Each year, the U.S. News & World Report ranks the top colleges in the United States, and this year, several Charleston schools stood out among the best in the 13-state South region. The Citadel distinguished itself as the No. 1 public university in the South and the No. 5 university among both public and private institutions in the South. The College of Charleston was ranked No. 4 and No. 11 in respective categories. The Citadel was also ranked the No. 8 best-value school in the South, and CofC was listed as the South region’s No. 6 up-and-coming school.

The U.S. News rankings are based on factors, such as graduation rate, student retention and student-faculty ratios as well as cost and college selectivity. The report is used by parents and students considering which higher-education institutions will be good choices for them. It is a trusted source of information and weighs significantly into decisions about where to attend college.

The Citadel has a freshman retention rate of 82% and a 13:1 student-teacher ratio. It is classified as a selective school, admitting only 76.9% of applicants. In-state tuition for the 2012-13 school year was reported as $11,772, and out-of-state tuition was $30,025. During the 2012-2013 school year, 3,390 students were enrolled, and 56.3% of full-time undergraduates received need-based financial aid for tuition and housing. All students are required to live on campus for the duration of their tenure at the Citadel. The school’s average six-year graduation rate for full- and part-time students is 72%.

Citadel, by CocoaBeachBoy, public domain, from Wikimedia Commons

With an 82% freshman retention rate and an average student-faculty ratio of 16:1, the College of Charleston scores high in student satisfaction. As of the 2012-13 school year, 11,649 were enrolled at the College of Charleston, and only 73.5% of applicants were accepted, classifying the intuition as selective. Of the school’s full-time population, 47.2% receive need-based financial aid. Tuition for the 2011-12 school year was $9,616 for in-state students and $24,330 for out-of-state enrollees. On-campus housing cost $10,179 in 2011-2012, but students are not required to live in school-affiliated housing. At the College of Charleston, 67.6% of students live in off-campus housing. An average of 52% of the school’s undergraduate candidates earn a degree within four years, and the school’s average six-year graduation rate for full- and part-time students is 62%.

We like to report on these school rankings, because students make up an important part of our real estate market in the Charleston area. Consider that 67.6% of the College of Charleston’s 11,649 students live off campus, occupying mostly rental properties throughout the Charleston area. That’s around 7,875 folks who need housing — and that’s just from one school. Combine those numbers with students from area tech schools, Charleston Southern, MUSC and all the other colleges in the area, and it’s easy to see why and how real estate can be a good long-term investment. Many kids who rented in college turn into homeowners in Charleston once they graduate and land a steady job because they become familiar with the market and have learned that buying real state in the area makes sense.

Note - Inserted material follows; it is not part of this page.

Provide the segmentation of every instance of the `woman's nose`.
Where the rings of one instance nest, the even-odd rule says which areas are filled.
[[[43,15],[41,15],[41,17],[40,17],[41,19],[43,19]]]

Start adding in other factors — the relatively stable local economy and thriving tourism industry, for instance — and the strategy of investing in Charleston real estate begins to look even smarter. You’ll also find that a lot of folks who attend school in Charleston fall in love with the area and are reluctant to leave.

Kudos to the Citadel and CofC for providing excellent academics and an environment students enjoy.